Fueron citados por la tarde. Lo bañaron con hojas de albahaca, y por la noche durmió con un collar de ajos. Al ver al niño, el sanador inspiró profundamente, empezó a eructar y mover la cabeza de un lado a otro el niño tiene algo, mi estómago me dice, el aire también me lo dice.
— ¡Qué! — exclamaron al mismo tiempo los padres.
—No sé aún. ¿trajeron los huevos?
—Sí.
— ¿Son de la gallina que les pedí?
—Sí, sin plumas en el cuello, rayada y de color pardo.
El consultorio tenía imágenes de Cristo sobre la pared, al centro había un altar cubierto por un mantel con los bordes de encaje que tocaban el suelo. Figuras de barro de la Virgen de Guadalupe, San Antonio, y en la orilla una cabeza de un dios azteca que inspiraba temor alumbrado por la luz de las veladoras.
—No tengas miedo, te untaré el cuerpo con estas hojas. Pasaré los blanquillos de gallina parda desde tu cabeza a los pies y, al reventarlos dentro de un vaso con agua, la figura que se forme me dirá lo que tienes. Quítate la camisa.
Oró en voz baja con la cara mirando al cielo. Los ojos de Jesusito iban de un lado a otro, y bajo sus pies descalzos sintió el borde de unas raíces; recordó que había un enorme mango y que el frescor era debido a la sombra que caía sobre el techo de palma.
—Ven, acércate —le dijo el curandero.
Empezó a barrerlo con un grueso de ramas en el pecho, la espalda, las nalgas saliendo olores vagos, luego el ambiente se saturó de un aroma a hierba restregada. El brujo rezaba con palabras ininteligibles y temblores de su cabeza. Bebió de la botella que contenía caña que lo dispersó sobre la espalda. En el segundo sorbo se movió y el brebaje cayó sobre las velas encendidas. Grandes lenguas de fuego se alzaron. En un santiamén las llamas calcinaron todo. Nada fue suficiente para apagarlo, y en medio de la desolación, se escuchaban los gritos de la madre del niño.

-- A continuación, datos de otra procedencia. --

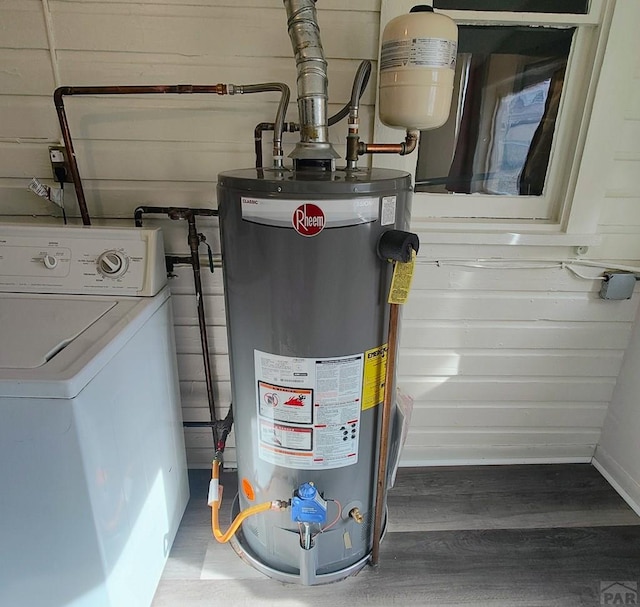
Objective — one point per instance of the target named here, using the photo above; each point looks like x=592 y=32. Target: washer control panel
x=81 y=259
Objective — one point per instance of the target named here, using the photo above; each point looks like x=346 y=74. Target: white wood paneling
x=503 y=364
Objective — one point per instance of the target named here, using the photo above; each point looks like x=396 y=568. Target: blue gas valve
x=307 y=506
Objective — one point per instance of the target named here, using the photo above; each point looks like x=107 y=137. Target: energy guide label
x=308 y=410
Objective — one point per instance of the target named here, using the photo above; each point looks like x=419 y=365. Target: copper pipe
x=406 y=147
x=261 y=127
x=179 y=89
x=193 y=239
x=389 y=380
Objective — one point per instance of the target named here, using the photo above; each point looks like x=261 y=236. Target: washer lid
x=35 y=330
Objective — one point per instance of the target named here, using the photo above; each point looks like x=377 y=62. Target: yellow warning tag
x=401 y=281
x=375 y=369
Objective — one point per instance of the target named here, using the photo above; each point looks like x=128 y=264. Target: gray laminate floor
x=507 y=536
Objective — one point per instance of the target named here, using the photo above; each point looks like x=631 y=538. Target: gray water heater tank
x=307 y=316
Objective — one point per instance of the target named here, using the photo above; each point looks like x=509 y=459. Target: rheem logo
x=308 y=219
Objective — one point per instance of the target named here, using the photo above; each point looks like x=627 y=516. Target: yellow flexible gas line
x=214 y=502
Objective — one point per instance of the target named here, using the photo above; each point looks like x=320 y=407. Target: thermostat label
x=308 y=410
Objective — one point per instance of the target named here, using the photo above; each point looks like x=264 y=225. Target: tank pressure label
x=310 y=217
x=418 y=52
x=309 y=410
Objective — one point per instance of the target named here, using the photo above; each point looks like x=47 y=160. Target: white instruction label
x=418 y=52
x=308 y=410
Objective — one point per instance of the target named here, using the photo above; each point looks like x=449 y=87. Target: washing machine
x=93 y=480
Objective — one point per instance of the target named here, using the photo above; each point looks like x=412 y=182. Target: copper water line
x=406 y=147
x=180 y=89
x=389 y=379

La gente veía sin creer lo que pasaba, y lo más que hacía era llevar agua para evitar que el cuerpo de don Andrés siguiera quemándose. Todos tenían los ojos entre las cenizas, tratando de descubrir los restos del niño. Creían que se habría consumido con rapidez. La madre inconsolable aferrada a Don Aureliano que se mordía los labios aún sin creer. Solo cenizas y el humo que se iba con el viento de la tarde.

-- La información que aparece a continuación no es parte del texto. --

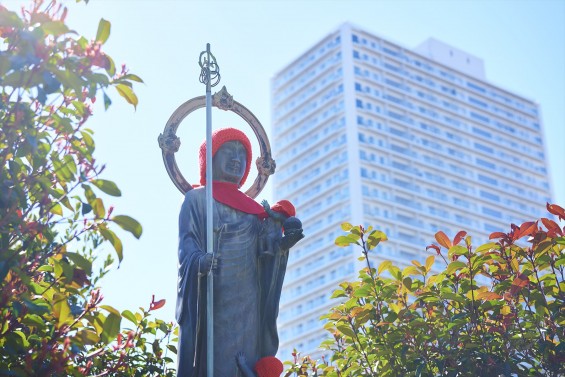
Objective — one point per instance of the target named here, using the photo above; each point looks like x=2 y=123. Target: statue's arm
x=242 y=365
x=191 y=252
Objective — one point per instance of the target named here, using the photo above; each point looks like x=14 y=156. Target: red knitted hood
x=219 y=137
x=285 y=207
x=269 y=366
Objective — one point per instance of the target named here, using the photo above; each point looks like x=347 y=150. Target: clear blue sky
x=522 y=44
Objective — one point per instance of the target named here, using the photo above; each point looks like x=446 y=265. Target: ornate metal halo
x=170 y=142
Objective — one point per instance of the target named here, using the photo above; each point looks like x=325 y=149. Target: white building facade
x=411 y=141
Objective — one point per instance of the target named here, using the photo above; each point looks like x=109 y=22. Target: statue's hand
x=207 y=262
x=290 y=238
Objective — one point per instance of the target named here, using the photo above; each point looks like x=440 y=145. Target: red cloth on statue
x=228 y=194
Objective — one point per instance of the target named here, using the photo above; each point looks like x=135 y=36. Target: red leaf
x=435 y=247
x=552 y=226
x=496 y=235
x=443 y=240
x=156 y=304
x=519 y=282
x=556 y=210
x=527 y=229
x=459 y=236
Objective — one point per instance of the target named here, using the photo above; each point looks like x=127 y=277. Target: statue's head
x=231 y=156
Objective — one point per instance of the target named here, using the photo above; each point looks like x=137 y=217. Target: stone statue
x=247 y=283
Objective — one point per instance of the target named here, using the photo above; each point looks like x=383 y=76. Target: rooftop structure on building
x=411 y=141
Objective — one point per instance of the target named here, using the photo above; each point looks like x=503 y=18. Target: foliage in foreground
x=497 y=309
x=52 y=218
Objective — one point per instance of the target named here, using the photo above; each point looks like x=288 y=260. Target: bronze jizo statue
x=247 y=280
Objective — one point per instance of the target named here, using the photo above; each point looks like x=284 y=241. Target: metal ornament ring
x=170 y=142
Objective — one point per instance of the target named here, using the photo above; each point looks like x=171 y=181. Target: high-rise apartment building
x=410 y=141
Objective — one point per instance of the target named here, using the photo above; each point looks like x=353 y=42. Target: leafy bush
x=52 y=217
x=497 y=309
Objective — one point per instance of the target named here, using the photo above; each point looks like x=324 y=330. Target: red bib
x=228 y=194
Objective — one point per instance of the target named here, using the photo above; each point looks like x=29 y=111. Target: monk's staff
x=210 y=71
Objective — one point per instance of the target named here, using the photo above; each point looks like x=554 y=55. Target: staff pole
x=209 y=67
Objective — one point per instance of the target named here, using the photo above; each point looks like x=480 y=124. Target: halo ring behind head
x=170 y=142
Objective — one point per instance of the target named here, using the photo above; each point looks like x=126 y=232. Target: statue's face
x=229 y=162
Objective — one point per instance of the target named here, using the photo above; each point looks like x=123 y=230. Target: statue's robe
x=247 y=288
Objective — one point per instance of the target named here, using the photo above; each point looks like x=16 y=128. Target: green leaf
x=86 y=208
x=106 y=186
x=107 y=101
x=457 y=250
x=132 y=77
x=55 y=28
x=346 y=227
x=111 y=327
x=110 y=309
x=127 y=92
x=61 y=309
x=103 y=31
x=429 y=262
x=98 y=207
x=345 y=329
x=130 y=316
x=344 y=241
x=454 y=266
x=114 y=240
x=9 y=18
x=384 y=266
x=88 y=337
x=129 y=224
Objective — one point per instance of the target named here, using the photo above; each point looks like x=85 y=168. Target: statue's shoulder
x=198 y=193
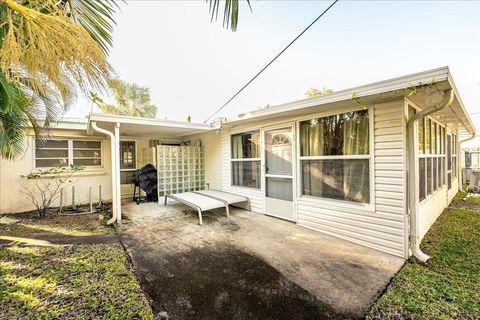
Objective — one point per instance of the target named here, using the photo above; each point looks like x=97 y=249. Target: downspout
x=114 y=166
x=413 y=178
x=460 y=174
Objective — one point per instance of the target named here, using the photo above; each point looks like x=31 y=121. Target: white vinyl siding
x=380 y=227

— ¡Allá está Jesusito! ¡Allá está! —tronó un grito en medio del silencio.
El Comisariado de tierras apuntaba con la mano y todos levantaron la mirada. Estaba enredado entre las horquetas del árbol, con los ojos cerrados y aferrado a una gruesa rama.

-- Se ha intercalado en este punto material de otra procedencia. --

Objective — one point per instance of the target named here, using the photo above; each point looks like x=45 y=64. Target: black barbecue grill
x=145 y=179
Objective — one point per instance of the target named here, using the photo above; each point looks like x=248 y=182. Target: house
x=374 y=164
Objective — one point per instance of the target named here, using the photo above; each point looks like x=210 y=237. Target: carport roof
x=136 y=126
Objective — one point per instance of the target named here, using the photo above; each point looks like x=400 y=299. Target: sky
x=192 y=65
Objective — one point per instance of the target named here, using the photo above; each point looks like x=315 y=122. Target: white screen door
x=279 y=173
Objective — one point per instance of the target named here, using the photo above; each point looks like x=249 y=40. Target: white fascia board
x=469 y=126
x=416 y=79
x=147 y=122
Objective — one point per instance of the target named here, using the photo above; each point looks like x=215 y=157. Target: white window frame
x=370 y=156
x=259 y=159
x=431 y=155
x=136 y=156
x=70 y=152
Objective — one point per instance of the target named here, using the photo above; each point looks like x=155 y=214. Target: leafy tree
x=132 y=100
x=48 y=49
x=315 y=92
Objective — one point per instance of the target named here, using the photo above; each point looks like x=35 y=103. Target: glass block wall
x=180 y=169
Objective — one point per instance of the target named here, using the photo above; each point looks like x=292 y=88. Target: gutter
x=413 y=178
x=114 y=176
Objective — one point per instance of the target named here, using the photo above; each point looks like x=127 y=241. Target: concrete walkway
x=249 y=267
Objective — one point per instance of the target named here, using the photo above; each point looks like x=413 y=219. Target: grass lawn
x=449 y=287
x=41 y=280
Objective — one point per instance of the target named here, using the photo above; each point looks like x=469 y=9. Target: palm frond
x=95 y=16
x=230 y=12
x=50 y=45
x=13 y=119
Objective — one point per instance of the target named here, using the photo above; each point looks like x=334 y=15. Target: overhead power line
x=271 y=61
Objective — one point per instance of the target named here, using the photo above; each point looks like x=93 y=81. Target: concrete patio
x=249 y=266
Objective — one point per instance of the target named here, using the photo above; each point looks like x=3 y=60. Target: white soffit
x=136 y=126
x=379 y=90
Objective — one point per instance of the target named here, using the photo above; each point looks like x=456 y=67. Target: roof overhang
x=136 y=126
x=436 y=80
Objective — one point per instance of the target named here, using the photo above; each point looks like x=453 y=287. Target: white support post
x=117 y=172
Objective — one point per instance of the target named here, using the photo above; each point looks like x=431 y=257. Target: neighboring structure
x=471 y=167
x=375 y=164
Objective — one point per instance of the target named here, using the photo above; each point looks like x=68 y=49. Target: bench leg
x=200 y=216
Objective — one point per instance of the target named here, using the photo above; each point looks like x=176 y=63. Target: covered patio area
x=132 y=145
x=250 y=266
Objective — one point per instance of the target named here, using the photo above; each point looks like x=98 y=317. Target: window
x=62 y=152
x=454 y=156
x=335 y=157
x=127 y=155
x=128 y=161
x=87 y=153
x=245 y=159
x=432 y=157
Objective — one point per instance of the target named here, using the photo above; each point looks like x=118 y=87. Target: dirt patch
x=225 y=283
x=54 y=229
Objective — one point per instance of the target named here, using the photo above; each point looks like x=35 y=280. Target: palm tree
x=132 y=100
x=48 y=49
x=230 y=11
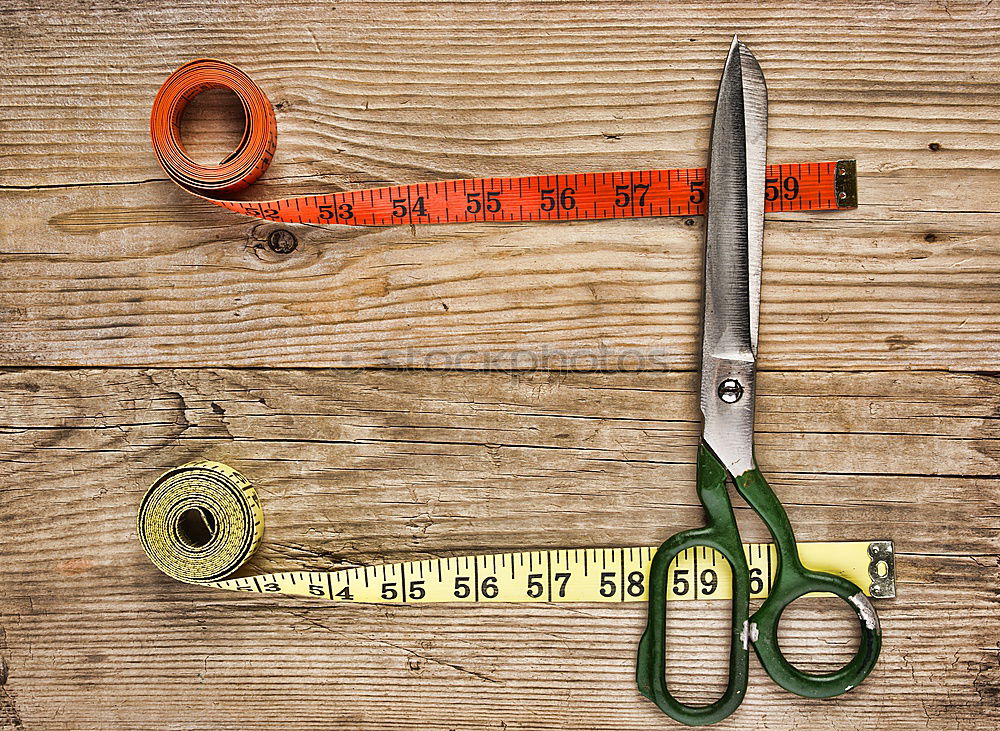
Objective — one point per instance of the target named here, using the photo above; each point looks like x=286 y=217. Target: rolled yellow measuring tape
x=200 y=522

La partera, al conocer los hechos, no tuvo dudas de que sólo una tona podía haber salvado al güero de morir por el fuego. Movió la cabeza, y pensó «El camino de los santos y de la tona es infinito, ¡quién iba a creer que un ave sería la Tona que lo cuidara» Se persignó, y con una piedra poma comenzó a afilarse la uña del dedo índice derecho; la que utilizaba para romper las fuentes y aprontar los partos.